In all this messing around with my new server… with trying out new things and tinkering with it all… well, of course I have to educate myself a bit about server security. It's a big, bad world out there, and if I'm going to be running a server that's publicly visible on the internet (offering up webpages, etc.) the little machine will be lonely and vulnerable, and I have to think about how to protect it from bots and blackhats.
In the field of network security, one thing that comes up is that you have to have some fundamental understanding of the types of cryptography used these days to secure systems. There's a whole infrastructure around generating "secure" public and private keys that computers hoard and exchange with one another to authenticate themselves. I really DON'T understand this, but I wade through the documentation as I e.g. try to set up a certificate authority on my server, because some of the things I'm running there apparently require it. I run the commands they tell me to, and hopefully my little server is sorta secure. But who knows.
I was fascinated to learn, however, about a thing that is used in crypto key generation on computers: system "entropy."
On one site I was looking at, there was a discussion about the fact that virtual machines (the sorts you rent from big companies to run cheap little servers, as I have done) have extremely low "available entropy" while your typical crummy desktop has very high "available entropy" – therefore when I generate my keys, I should do so on my desktop, not my server – I can upload the generated keys to my server later.
I think it's kind of a funny concept. The mass-produced, cookie-cutter, high quality, reliable servers found on the giant server farms are lacking in a certain commodity that they desperately need for their security: entropy. So the admins have to go out to their desktops to get the entropy they need. I sit here and I listen to my cruddy, 7 year old Jooyontech Korean PC-clone desktop, with its perpetually failing CPU fan groaning intermittently and the weird system noises filtering though the sound channel onto my speakers, and I can rest assured that that's all part and parcel of having lots and lots of good, tasty entropy that I can feed to my server in the form of so many sweet, generated security keys.

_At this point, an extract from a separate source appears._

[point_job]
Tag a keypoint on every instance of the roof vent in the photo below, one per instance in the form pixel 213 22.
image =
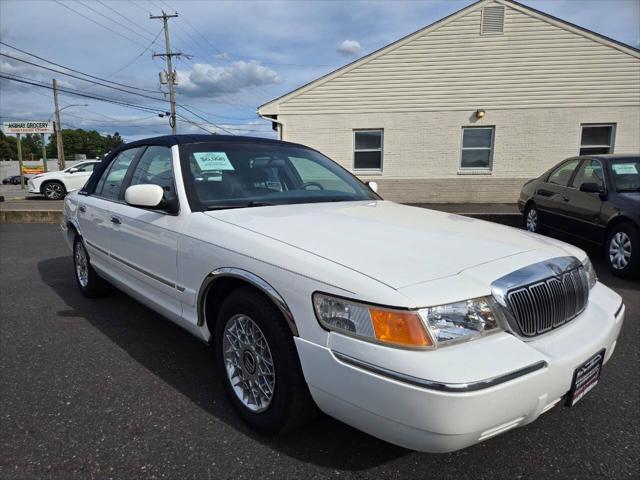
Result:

One site I was reading said that typical desktop entropy should be around 2000 (in whatever units entropy is measured with…).
Out of curiosity, I plugged in the Linux command that would tell me my system's entropy. I got 3770. Wow! I'm rich! … in entropy, anyway.

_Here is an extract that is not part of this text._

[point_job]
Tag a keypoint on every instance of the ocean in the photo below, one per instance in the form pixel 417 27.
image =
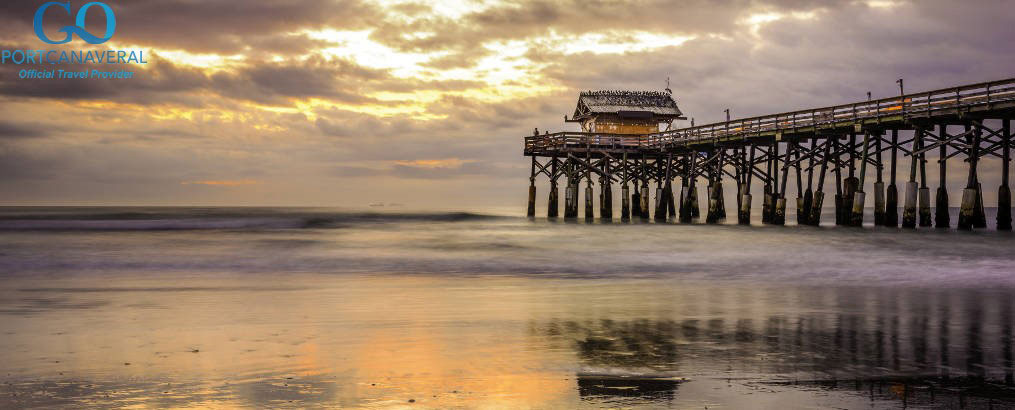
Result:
pixel 393 308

Meanwhile, my server, a virtual machine in some well-air-conditioned server farm facility across the Pacific in California, manages only 325 units of entropy. So sad. The chaos-poor, withered fruits of conformity.
[daily log: walking, 7km]
Personally, I feel very rich in available entropy, myself. I mean in my own life, my work, my office, my house–everywhere I look, there is plenty of entropy. I’d be happy to exchange some of it for a higher degree of organization in my life. Do you think I could trade in some of my personal entropy to your nameless, chaos-poor server in California and thereby become more organized?